Re: WIP: Covering + unique indexes.

From: Peter Geoghegan <pg(at)bowt(dot)ie>
To: Alexander Korotkov <a(dot)korotkov(at)postgrespro(dot)ru>
Cc: Anastasia Lubennikova <a(dot)lubennikova(at)postgrespro(dot)ru>, PostgreSQL Hackers <pgsql-hackers(at)lists(dot)postgresql(dot)org>
Subject: Re: WIP: Covering + unique indexes.
Date: 2018-04-01 22:18:14
Message-ID: CAH2-WzmDjdu+=LTs8fuKn5tSWfyzzF0TMPOLa=0qnWf2=nDdhw@mail.gmail.com
Views: Raw Message | Whole Thread | Download mbox | Resend email
Thread:
Lists: pgsql-hackers

On Sun, Apr 1, 2018 at 10:09 AM, Alexander Korotkov
<a(dot)korotkov(at)postgrespro(dot)ru> wrote:
>> So? GIN doesn't have the same legacy at all. The GIN posting lists
>> *don't* have regular heap TID pointers at all. They started out
>> without them, and still don't have them.
>
>
> Yes, GIN never stored heap TID pointers in t_tid of index tuple. But GIN
> assumes that heap TID pointer has at most 11 significant bits during
> posting list encoding.

I think that we should avoid assuming things, unless the cost of
representing them is too high, which I don't think applies here. The
more defensive general purpose code can be, the better.

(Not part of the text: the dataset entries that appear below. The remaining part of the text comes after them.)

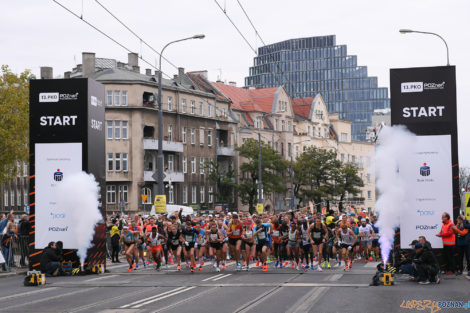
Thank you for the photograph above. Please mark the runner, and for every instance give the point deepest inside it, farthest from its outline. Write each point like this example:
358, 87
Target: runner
235, 232
347, 241
174, 243
261, 234
189, 235
215, 239
317, 233
155, 246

I will admit to being paranoid here. But experience suggests that
paranoia is a good thing, if it isn't too expensive. Look at the
thread on XFS + fsync() for an example of things being wrong for a
very long time without anyone realizing, and despite the best efforts
of many smart people. As far as anyone can tell, PostgreSQL on Linux +
XFS is kinda, sorta broken, and has been forever. XFS was mature
before ext4 was, and is a popular choice, and yet this is the first
we're hearing about it being kind of broken. After many years.

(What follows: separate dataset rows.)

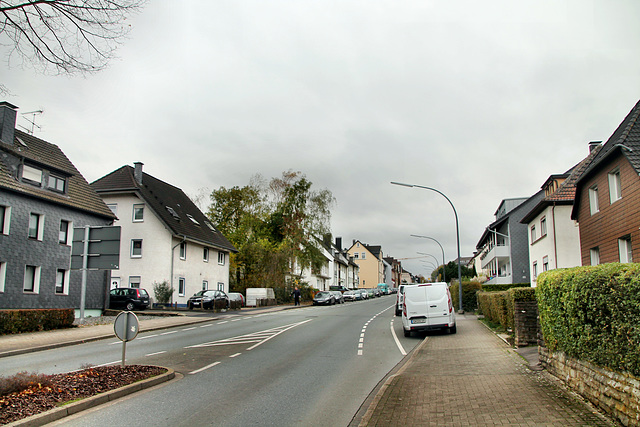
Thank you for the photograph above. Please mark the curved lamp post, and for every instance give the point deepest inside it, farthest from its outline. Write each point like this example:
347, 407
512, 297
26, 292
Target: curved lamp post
444, 278
457, 230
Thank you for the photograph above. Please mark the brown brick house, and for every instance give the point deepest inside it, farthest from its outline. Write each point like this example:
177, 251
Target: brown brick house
607, 204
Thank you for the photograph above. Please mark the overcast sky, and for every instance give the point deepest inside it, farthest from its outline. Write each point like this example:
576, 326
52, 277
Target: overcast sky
481, 100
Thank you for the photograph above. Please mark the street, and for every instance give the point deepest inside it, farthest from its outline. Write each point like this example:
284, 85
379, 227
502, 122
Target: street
311, 366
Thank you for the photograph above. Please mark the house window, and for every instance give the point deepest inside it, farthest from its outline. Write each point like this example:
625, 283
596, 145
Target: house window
31, 279
32, 175
615, 187
624, 249
593, 200
138, 213
36, 226
57, 183
3, 275
5, 214
136, 248
62, 282
134, 281
64, 234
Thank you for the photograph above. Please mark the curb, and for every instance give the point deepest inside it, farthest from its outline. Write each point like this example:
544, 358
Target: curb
99, 399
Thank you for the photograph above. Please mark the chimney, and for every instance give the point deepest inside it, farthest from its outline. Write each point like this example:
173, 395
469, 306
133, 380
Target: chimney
137, 172
8, 115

Look at this check that made it into my amcheck patch, that was
committed yesterday:

https://git.postgresql.org/gitweb/?p=postgresql.git;a=blob;f=contrib/amcheck/verify_nbtree.c;h=a15fe21933b9a5b8baefedaa8f38e517d6c91877;hb=7f563c09f8901f6acd72cb8fba7b1bd3cf3aca8e#l745

As it says, nbtree is surprisingly tolerant of corrupt lp_len fields.
You may find it an interesting exercise to use pg_hexedit to corrupt
many lp_len fields in an index page. What's really interesting about
this is that it doesn't appear to break anything at all! We don't get
the length from there in most cases, so reads won't break at all. I
see that we use ItemIdGetLength() in a couple of rare cases (though
even those could be avoided) during a page split. You'd be lucky to
notice a problem if lp_len fields were regularly corrupt. When you
notice, it will probably have already caused big problems.

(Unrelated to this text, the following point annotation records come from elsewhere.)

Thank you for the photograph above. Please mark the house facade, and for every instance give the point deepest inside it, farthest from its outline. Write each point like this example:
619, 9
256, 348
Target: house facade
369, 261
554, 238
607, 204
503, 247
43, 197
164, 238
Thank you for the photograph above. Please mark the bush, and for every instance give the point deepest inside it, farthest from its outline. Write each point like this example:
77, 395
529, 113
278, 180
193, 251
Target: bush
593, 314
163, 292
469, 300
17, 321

On a similar note, I've noticed that many of my experimental B-Tree
patches (that I never find time to finish) tend to almost work quite
early on, sometimes without my really understanding why. The whole L&Y
approach of recovering from problems that were detected (detecting
concurrent page splits, and moving right) makes the code *very*
forgiving. I hope that I don't sound trite, but everyone should try to
be modest about what they *don't* know when writing complex system
software with concurrency. It is not a platitude, even though it
probably seems that way. A tiny mistake can have big consequences, so
it's very important that we have a way to easily detect them after the
fact.

> I don't think we should use assertions, because they are typically disabled
> on
> production PostgreSQL builds. But we can have some explicit check in some
> common path. In the attached patch I've such check to _bt_compare().
> Probably,
> together with amcheck, that would be sufficient.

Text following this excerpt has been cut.